In the decade before 1914 the empire experienced a series of political upheavals. The Sultan’s position was reduced to that of a figurehead and power was seized by the so-called ‘Young Turks’ – a group of well-educated Turkish military officers intent on revitalising the empire by introducing modernist reforms. Theoretically these included ending official discrimination against non-Muslims, encouraging the education and emancipation of women, and increasing the jurisdiction of secular law courts at the expense of Islamic ones. But this process had mixed results and broke down under the pressures of war, first in Libya and the Balkans (1911–13) and then against the Allies (1914–18). 

Despite the ambitious agenda of its leaders, in 1914 the Ottoman Empire – which at its height had surpassed its European rivals in wealth and power – now lagged behind all the great European powers in economic, technological and military capacity.

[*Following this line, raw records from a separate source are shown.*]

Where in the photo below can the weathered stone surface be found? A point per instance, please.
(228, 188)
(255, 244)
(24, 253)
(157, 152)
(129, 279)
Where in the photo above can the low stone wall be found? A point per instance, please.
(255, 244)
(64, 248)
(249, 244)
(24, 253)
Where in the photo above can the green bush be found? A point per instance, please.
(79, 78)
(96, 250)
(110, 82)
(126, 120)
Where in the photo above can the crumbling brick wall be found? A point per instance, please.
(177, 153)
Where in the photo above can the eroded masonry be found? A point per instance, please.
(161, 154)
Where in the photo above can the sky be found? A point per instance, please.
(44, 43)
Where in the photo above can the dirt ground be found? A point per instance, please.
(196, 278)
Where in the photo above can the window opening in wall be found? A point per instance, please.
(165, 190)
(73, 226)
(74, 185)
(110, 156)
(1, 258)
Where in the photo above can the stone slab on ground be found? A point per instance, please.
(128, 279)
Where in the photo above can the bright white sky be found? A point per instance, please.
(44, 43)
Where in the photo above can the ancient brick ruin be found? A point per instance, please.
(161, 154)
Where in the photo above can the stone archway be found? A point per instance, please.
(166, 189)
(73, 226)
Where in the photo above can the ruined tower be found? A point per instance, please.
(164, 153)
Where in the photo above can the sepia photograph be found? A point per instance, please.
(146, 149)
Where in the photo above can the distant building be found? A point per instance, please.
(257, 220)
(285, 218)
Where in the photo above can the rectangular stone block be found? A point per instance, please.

Reform was also undermined by emerging Turkish nationalism. The Young Turks championed not only the idea of Turkish nationalism within the Ottoman Empire but also ‘pan-Turkic’ ideals – the ‘reunification’ of the ethnically or culturally related ‘Turkic′ populations of the Caucasus and Central Asia under Ottoman rule. This stance – and its explicit elevation of Turkish identity above all others – was at odds with the realities of a multinational empire and served only to inflame age-old ethnic and religious tensions between the various Ottoman subject peoples.

The pursuit of pan-Turkic aims all but guaranteed war with the Russian Empire, which now controlled most of Central Asia and the Caucasus. Far from shying away from this prospect, pan-Turkic proponents such as Enver Pasha, the Minister for War, actively sought out opportunities for the Ottoman Empire to engage in such a conflict on favourable terms. During the preceding three centuries the Ottoman and Russian empires had fought more than a dozen separate wars against each other, with the Ottomans ultimately losing a substantial amount of territory. Russia’s entry into the First World War on the side of the Allies helped to convince key Turkish leaders such as Enver Pasha to throw in their lot with the Central Powers.